The site of the center is on land bequeathed to the county by Anne Howard along with money to build the Civic Center which houses the center, the library, the auditorium and the health center. She was specific about it being used as a place for the history of the county. It has been dedicated in memory of Anne and her sister, Iris.
In 1972 the Commission won its first Distinguished Service Award from the state and has received an award every year since then. In 1982 it became a Texas Heritage Resource Center, a charter participant for source material for teaching Texas History.
The Howard Civic Center was completed in 1987 and a section of three large rooms was designated for history archives. The large room on the southeast corner of the center became the home of the Newton County History Center and Museum. The Newton County Historical Commission had collected many articles over the time they had been allowed to display in the courthouse. Daily operations were begun on August 8, 1988 with a voluntary staff who kept the center open six days a week from 10 A.M. until 4 P.M. Bonnie Jones Smith was elected by the Commission to be the Director of the Center and of the volunteer services. Bonnie was director three times for a total of eleven years.

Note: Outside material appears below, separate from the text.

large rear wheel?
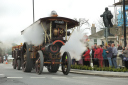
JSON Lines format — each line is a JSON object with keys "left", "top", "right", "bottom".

Through the years the center has grown to encompass the county tax records, county plat maps and displays of family histories, war histories, Indian artifacts and much more. The history center is used extensively for genealogy research by members of the community and by researchers from out of town who are looking for their relatives. The students at the local schools use the center for research and the teachers bring their students for tours of the museum.
Volunteers have busily assembled histories and local stories and produced publications such as Whispers of Newton County, the Thomas McFarland Journal, Newton County Nuggets, Crosscuts, and the new Courthouse Pictorial History as well as many brochures, reports, sketches, postcards, historic calendars and historical places histories. Displays in the museum section include the dinosaur footprint and the ancient whale bone found on Yellow Bayou. There are 50 volunteers from Deweyville to Burkeville, all working on projects of interest to them and to the history center. On August 8 we will be celebrating 25 years in our present location.